BALTIMORE -- Allison Davis, who lives in the suburbs and works downtown, was strolling past Lexington Market on her lunch break yesterday when she first noticed the small glass orb mounted on the side of a building.

"I don't think it is such a bad thing in this area," Mrs. Davis, 27, said of the police surveillance camera, one of 43 that Baltimore police turned on yesterday to watch and digitally record, around the clock, everything that happens on the block.

Residents in neighborhoods struggling with street-crime problems likely will welcome the cameras, Mrs. Davis said.
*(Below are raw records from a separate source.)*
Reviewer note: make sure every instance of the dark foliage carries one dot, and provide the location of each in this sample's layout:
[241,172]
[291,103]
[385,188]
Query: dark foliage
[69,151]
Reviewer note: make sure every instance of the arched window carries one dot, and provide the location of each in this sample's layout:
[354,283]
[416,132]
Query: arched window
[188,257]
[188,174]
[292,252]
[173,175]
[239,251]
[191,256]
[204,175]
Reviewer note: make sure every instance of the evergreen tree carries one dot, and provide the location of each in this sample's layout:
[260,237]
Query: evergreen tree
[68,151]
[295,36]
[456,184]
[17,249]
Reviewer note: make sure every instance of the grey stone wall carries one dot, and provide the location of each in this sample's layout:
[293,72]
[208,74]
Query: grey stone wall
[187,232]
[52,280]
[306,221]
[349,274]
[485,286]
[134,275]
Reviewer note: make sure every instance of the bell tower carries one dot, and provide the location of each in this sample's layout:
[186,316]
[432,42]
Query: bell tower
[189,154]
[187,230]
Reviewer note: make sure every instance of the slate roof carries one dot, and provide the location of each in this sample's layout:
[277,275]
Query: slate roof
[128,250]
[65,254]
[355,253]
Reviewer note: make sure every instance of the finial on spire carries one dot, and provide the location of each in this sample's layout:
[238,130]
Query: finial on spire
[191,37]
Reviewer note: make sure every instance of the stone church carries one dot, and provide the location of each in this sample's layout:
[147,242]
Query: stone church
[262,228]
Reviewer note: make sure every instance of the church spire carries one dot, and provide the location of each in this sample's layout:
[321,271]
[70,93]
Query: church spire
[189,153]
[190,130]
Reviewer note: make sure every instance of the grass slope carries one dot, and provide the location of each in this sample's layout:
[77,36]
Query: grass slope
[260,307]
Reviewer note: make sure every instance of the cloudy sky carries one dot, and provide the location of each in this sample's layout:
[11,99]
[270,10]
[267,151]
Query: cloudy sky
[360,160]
But if the system expands to "places without a lot of crime," she said, "it would freak me out."

The new cameras, which are monitored at the City Watch Center, cover a 40-square-block area on the city's West Side, home to light-rail and Amtrak lines, government buildings and cultural attractions, such as the recently refurbished Hippodrome Theater.

In the United States, only Chicago, with more than 1,000 cameras, has a larger police-camera network.

Baltimore's West Side cameras are part of a comprehensive homeland-security plan paid for with $2.75 million of federal urban area security grants. The surveillance network is designed to thwart terrorists and coordinate emergency response to terrorist strikes, but Baltimore officials say the cameras also will deter crime in an often dangerous part of town now on the cusp of a renaissance.

The West Side cameras one day will be linked with ones already keeping an eye on Baltimore's Inner Harbor, Oriole Park at Camden Yards and the University of Maryland campus. Eventually, the cameras will be tied into a regional network also covering Anne Arundel, Baltimore, Carroll, Harford and Howard counties and will include cameras monitoring highway traffic across the state.

Proponents of police cameras say the system envisioned for Maryland soon could be part of an integrated national surveillance network, with cameras watching people on the streets, in schools, on subways and at ballparks.

Unwarranted government intrusion is the fear of opponents, including the American Civil Liberties Union and the District-based Electronic Privacy Information Center.

"As anyone who has lived under a totalitarian regime can attest, true freedom is impossible with the knowledge that you are constantly being watched," David Rocah, staff lawyer for the Maryland ACLU, said in a press release critical of the City Watch Center.

Some residents agree.

"They can just zoom in on you and watch you all day," said Jamil Zaid, 27, who sells apparel and sunglasses at a street-corner stand beneath one of Baltimore's new surveillance cameras. "That's an invasion of privacy."

His business partner, 26-year-old Marcus Willis, said: "Who's watching them that is watching us?"

However, many business owners and passers-by in the surveillance zone said they were willing to surrender a little personal anonymity in return for some peace of mind.

"It gives people a feeling of safety, a feeling of security," said Douglas Jones, 44, as he walked in view of the cameras. "I shouldn't have to worry [about being watched]. I live a good life."

At a pawn shop nearby, Randi Caplin stood behind a glass case containing thick gold chains and watches. She said the police cameras were a "double-edged sword."

"It's good for our business. It will deter holdups, hopefully," said Mrs. Caplin, who lives in the suburbs.

"For me, personally, I wouldn't want myself filmed -- everything you do, in and out of every store. ... I wouldn't want to live under those circumstances."